Retaining walls are an aesthetically pleasing, yet functional, addition to any landscape. Retaining walls elevate herb gardens and flower beds, terrace steep lawns or provide additional usable (i.e., level) lawn space. However, seasonal rains can saturate the ground, and retaining walls block the natural flow of the water through the soil. As a result, the ground behind the wall becomes water-laden and soggy, and flooding of the lawn and even basements may occur. Design your own retaining wall drain to prevent or eliminate flooding problems.
Check the face of the retaining wall for weep holes -- spaces in the brick or rock left to allow water to seep through instead of backing up behind the wall. If there are no weep holes, drill a weep hole every 1 to 2 feet along the length of the wall, approximately 6 inches above the soil level.

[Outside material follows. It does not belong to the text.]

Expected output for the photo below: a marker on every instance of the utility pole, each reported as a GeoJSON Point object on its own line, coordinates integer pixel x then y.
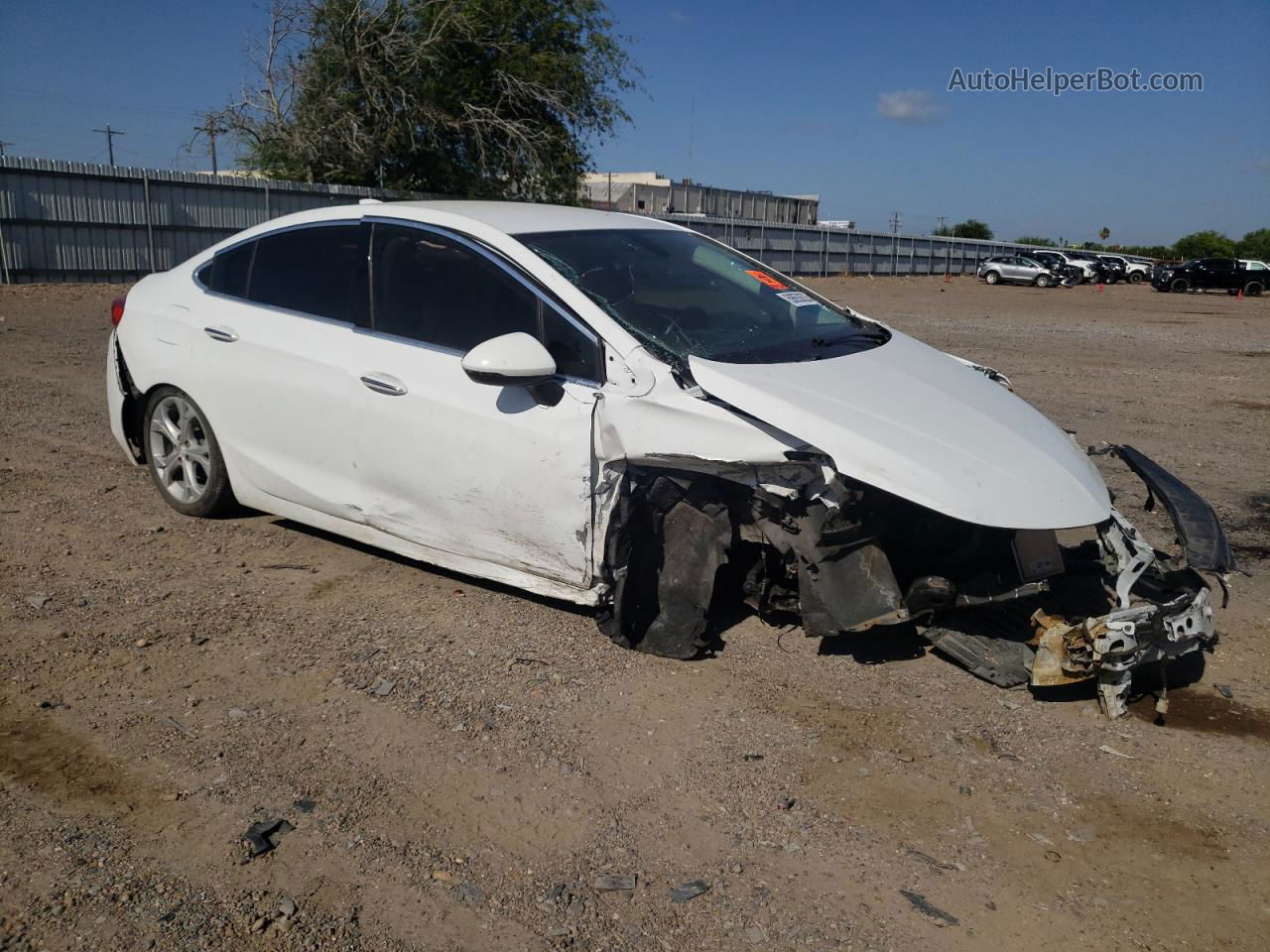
{"type": "Point", "coordinates": [212, 128]}
{"type": "Point", "coordinates": [109, 140]}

Dig a drainage trench at least 2 inches wider and 6 inches deeper than the perforated drainage pipe. Dig a the trench along the entire length of the wall or only in areas that routinely flood, depending on the degree of flooding and the amount of drainage needed. In hard or rocky soils, use posthole diggers to dig individual drainage holes to the depth of the weep holes, immediately behind the wall.
Line the trench(es) or drainage holes with landscape filter fabric. Fill the trench or hole with gravel, cover with a layer of filter fabric and cover with at least 6 inches of fill dirt. Lay perforated pipe over an inch-thick base layer of gravel in trenches, if needed, to improve drainage.
Dig drainage holes in rocky soil with an auger, rather than by hand.
Be sure not to undermine the structure of high, load-bearing retaining walls.